Bu düşüncelerle bu sabah yola çıktım… Sabah haberlerini dinlemedim. Yakın çevremde gazete büfesi de yok… Arasıra bir gazete alıyorum. Gazete kağıdıyla münasebetim bundan ibarettir.

Muhalif gazetelere büfe önlerinde  göz atıyorum. Çok satan biri var ki, İşin iyice  şirazesini iyice  kaçırıyor… Yalan dolan haberler…

Bunlardan biri bu sabah cami kapısı önüne  bırakılmış .  Sağıma soluma baktım. Kimse yok. Biraz ileride otobüs bekleyen bir yaşlı adam kanepede  oturuyor… Daracık taytıyla her bir yerini teşhir eden lise muadili bir kızcağız kulağında kulaklık, elinde telefon , yürüyüp geçti.
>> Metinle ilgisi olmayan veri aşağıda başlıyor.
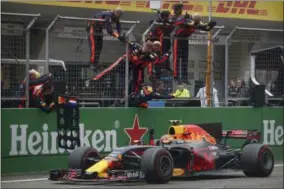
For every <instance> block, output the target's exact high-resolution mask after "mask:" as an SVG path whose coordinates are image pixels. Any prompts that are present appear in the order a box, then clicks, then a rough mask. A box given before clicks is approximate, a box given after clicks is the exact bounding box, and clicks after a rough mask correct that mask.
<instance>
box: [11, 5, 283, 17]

Karacaahmet mezarlığı önündeki bankta oturan salak oğlan tesbih çekip sigara içiyor… 

Gazeteyi kimseye çaktırmadan alıp poşetimin içine koydum. 

Üsküdar- Kadıköy arası  maceralı otobüs  yolculuğundan sonra  Kadıköy’e intikal ettim.  Kadıköy’de karşı kaldırıma geçtim.  Hemen  pasajın içine girdim. Pasajdaki büfe  salam  kılıklı  büfeci tatlı bir telaş içinde öğle hazırlığını yapıyor, bir yandan da kocaman tenceredeki çorbayı karıştırıyor... 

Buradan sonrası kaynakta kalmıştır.